26.2.7 Geriatric Assessment -Guided Interventions
To be effective, GA must be followed by appropriate interventions to address deficits. Unfortunately, data on the impact of GA-driven interventions in older patients with cancer is limited. However, studies in community-dwelling older patients without cancer have demonstrated effectiveness in improving outcomes [44]. Table 26.3 outlines potential interventions to address deficits identified during GA.
Table 26.3
Geriatric assessment-guided interventions
Geriatric assessment identified problems | Interventions |
---|---|
Functional impairment | Assess social support and implement visiting nurse and home health services Evaluate cognition Referral to physical and occupational therapy Medication review, address vision impairment, Vitamin D status, and home safety evaluation |
Nutrition risk | Referral to dietician for nutritional assessment and recommendations Assess for depression, access to food and social isolation Consider home delivered meals |
Cognitive impairment | Review medications—minimize medications with higher risk of delirium Assess and treat depression and anxiety Assess ADL and IADL, medications, and driver safety Evaluate for cause of impairment including Vitamin B12, thyroid function, and brain imaging Identify healthcare proxy Delirium risk counseling Social work involvement for caregiver education |
Depression | Treatment with medication Consider counseling Suicide risk assessment |
Social support | Elicit support from caregivers or implement services such as transportation assistance, home health care, and home delivered meals Monitor caregiver stress |
Comorbidity/Polypharmacy | Pharmacy review of medications Consider drug–drug and drug–disease interactions Diabetes—avoid neurotoxic agents Heart failure—closely monitor volume status Kidney disease—avoid nephrotoxic agents |
26.2.8 Using Screening Tools to Target Patients for GA
Three screening tools have been proposed to identify patients most likely to benefit from GA. The data supporting the use of screening tools have primarily focused on predicting deficits during Comprehensive GA (CGA) which is considered the “gold standard” for detecting problems in vulnerable older people.
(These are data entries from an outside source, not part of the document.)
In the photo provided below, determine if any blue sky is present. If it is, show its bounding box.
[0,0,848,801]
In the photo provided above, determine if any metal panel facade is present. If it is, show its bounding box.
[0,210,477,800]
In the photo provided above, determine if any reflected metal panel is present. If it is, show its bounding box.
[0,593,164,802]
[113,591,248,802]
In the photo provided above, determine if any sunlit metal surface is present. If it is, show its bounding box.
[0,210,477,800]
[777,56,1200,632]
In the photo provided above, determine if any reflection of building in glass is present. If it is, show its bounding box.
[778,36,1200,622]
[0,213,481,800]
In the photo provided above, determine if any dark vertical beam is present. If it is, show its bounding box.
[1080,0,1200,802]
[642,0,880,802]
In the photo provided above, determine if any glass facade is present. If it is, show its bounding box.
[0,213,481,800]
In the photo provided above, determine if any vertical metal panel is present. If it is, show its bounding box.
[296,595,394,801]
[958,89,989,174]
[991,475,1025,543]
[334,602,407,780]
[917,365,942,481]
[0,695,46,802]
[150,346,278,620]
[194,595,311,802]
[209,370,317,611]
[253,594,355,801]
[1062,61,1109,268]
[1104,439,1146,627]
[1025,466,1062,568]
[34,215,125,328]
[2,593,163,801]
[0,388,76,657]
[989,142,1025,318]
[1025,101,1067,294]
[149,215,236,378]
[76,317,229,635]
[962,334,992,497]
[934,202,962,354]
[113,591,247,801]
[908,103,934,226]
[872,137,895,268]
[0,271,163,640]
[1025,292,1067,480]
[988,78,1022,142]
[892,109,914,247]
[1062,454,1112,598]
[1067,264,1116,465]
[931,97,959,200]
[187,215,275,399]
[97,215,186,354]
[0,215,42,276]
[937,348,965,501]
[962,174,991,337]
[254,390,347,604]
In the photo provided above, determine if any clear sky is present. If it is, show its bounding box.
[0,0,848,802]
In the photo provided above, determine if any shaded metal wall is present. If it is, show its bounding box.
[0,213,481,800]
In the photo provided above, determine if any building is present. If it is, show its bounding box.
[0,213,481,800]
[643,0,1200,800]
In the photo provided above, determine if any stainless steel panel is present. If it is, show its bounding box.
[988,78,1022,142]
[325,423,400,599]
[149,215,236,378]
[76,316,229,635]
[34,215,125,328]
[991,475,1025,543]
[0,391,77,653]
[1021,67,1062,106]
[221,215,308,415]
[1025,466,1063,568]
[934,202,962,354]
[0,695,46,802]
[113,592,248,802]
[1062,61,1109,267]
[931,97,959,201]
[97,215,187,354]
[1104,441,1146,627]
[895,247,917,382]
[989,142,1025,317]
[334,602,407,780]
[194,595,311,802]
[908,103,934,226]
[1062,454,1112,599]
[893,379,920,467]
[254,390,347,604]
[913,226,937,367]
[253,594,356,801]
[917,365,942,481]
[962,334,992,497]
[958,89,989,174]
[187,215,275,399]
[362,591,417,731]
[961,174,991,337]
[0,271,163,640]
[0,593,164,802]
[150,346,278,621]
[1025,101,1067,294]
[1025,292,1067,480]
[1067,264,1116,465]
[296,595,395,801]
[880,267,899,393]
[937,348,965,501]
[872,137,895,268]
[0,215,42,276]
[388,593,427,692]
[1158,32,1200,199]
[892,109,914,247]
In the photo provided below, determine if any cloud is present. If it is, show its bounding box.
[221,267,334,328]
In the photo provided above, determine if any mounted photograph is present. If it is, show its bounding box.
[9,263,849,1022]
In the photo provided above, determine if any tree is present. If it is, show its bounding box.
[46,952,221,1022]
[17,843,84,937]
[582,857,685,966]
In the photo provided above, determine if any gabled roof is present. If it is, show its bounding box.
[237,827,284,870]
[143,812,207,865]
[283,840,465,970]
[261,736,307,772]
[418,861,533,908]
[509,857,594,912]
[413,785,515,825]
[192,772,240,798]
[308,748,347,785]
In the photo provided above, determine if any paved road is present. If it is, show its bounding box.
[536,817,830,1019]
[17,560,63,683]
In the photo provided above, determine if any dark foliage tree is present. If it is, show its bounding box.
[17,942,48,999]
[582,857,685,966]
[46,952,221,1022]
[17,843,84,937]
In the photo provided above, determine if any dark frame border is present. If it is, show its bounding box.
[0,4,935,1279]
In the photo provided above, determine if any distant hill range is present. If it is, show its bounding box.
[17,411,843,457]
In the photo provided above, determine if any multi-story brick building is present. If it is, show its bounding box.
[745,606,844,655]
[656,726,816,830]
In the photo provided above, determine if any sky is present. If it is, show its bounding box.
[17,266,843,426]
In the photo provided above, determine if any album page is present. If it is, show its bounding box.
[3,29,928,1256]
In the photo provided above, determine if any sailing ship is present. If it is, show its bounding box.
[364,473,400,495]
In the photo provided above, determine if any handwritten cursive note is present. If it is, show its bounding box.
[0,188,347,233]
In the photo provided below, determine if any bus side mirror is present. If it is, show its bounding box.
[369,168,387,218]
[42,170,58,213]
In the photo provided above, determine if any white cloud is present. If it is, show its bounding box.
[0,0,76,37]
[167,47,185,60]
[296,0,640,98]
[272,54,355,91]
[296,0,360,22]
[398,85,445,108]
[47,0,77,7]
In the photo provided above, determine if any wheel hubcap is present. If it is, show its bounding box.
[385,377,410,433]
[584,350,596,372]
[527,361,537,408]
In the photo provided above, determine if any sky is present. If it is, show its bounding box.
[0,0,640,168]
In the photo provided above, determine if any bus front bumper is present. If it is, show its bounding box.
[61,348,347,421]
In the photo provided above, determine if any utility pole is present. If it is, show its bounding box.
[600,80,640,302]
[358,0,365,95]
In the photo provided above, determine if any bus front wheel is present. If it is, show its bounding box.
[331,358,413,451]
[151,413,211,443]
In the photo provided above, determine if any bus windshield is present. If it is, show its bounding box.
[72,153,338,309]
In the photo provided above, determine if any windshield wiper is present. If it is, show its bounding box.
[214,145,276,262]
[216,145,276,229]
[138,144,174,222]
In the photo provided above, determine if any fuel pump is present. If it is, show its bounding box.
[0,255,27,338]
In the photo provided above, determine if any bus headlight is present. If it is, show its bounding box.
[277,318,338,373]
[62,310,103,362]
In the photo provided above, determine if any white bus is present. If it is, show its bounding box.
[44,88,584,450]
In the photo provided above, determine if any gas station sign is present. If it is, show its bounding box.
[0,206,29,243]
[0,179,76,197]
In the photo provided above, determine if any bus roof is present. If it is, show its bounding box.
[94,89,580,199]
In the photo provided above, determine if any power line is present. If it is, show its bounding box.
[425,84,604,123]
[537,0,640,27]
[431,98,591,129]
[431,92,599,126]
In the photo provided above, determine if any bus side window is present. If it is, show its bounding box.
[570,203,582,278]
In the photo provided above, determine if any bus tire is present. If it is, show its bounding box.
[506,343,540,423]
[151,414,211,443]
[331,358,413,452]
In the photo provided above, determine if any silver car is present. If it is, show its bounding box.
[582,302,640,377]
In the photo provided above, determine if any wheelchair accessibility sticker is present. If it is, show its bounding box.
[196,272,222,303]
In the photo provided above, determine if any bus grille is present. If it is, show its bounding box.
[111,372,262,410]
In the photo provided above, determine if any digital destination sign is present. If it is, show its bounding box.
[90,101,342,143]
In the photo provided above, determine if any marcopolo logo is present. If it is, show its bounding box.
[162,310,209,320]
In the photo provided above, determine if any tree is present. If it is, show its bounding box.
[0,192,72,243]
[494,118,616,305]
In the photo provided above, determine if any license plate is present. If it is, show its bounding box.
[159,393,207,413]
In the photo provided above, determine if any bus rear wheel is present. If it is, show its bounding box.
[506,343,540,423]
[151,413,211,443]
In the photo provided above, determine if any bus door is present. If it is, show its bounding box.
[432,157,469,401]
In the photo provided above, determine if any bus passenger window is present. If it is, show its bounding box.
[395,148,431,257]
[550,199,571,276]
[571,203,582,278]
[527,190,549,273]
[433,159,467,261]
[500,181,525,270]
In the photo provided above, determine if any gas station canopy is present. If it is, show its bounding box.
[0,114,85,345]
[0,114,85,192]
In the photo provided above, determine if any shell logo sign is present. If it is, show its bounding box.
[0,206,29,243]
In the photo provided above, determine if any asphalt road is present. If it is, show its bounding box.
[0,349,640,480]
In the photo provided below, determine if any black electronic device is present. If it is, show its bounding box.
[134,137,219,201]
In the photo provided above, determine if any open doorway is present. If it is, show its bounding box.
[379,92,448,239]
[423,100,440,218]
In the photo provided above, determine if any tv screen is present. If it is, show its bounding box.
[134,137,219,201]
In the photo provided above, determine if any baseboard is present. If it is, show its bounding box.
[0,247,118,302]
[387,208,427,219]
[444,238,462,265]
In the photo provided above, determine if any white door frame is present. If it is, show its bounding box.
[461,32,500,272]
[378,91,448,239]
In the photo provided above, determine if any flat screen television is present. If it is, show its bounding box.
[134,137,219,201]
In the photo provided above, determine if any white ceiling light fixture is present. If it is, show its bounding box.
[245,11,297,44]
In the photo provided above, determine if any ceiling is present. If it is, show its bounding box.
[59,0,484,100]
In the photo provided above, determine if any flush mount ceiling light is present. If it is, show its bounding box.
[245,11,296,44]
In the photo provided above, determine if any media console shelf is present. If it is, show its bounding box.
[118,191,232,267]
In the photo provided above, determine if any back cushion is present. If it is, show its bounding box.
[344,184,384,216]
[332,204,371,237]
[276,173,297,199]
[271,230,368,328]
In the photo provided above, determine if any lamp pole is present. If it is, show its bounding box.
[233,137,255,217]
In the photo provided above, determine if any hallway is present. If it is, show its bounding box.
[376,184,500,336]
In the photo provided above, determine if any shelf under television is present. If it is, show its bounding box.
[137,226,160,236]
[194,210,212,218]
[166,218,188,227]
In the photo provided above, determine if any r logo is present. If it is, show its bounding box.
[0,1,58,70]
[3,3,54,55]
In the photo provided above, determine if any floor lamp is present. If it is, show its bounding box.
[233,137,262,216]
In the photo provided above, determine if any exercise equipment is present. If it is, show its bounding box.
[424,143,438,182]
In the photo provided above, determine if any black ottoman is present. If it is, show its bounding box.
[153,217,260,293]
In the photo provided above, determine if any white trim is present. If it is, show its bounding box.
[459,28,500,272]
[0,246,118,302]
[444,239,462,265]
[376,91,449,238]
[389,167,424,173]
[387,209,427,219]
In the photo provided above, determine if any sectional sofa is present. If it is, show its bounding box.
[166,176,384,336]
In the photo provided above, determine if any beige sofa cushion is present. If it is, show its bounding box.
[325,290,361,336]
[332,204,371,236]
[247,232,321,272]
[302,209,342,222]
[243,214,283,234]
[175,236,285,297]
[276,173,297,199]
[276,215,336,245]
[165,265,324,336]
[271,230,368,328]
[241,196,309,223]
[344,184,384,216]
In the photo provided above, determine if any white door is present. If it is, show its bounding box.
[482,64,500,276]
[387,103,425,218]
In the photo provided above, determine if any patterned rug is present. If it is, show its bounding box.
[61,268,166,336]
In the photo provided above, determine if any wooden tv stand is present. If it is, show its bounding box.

The Vulnerable Elders Survey-13 (VES-13) is a 13-item survey including age, self-rated health, and functional status, and is scored from 0 to 13, with 13 being the worst. A score of greater than 3 identified vulnerable older adults at risk for mortality, morbidity, and hospitalization. Higher VES-13 scores predict death and functional decline in vulnerable community-dwelling older adults [45, 46]. VES-13 demonstrates high predictive value for having greater than two deficits on CGA in older patients with prostate cancer [47]. Another tool, the Geriatric-8 (G8) screening tool, includes age, self-rated health, nutrition, cognition, mobility, and polypharmacy, and is scored from 0 to 17, with 17 indicating better function. A score of 14 or less predicts at least one deficit on CGA domains in adults 70 years and older [48]. Finally, the National Cancer Network Guideline recommends using the Fried Frailty score to identify older patients in need of further assessment. See Chap. 1, for further discussion of this syndrome in older patients.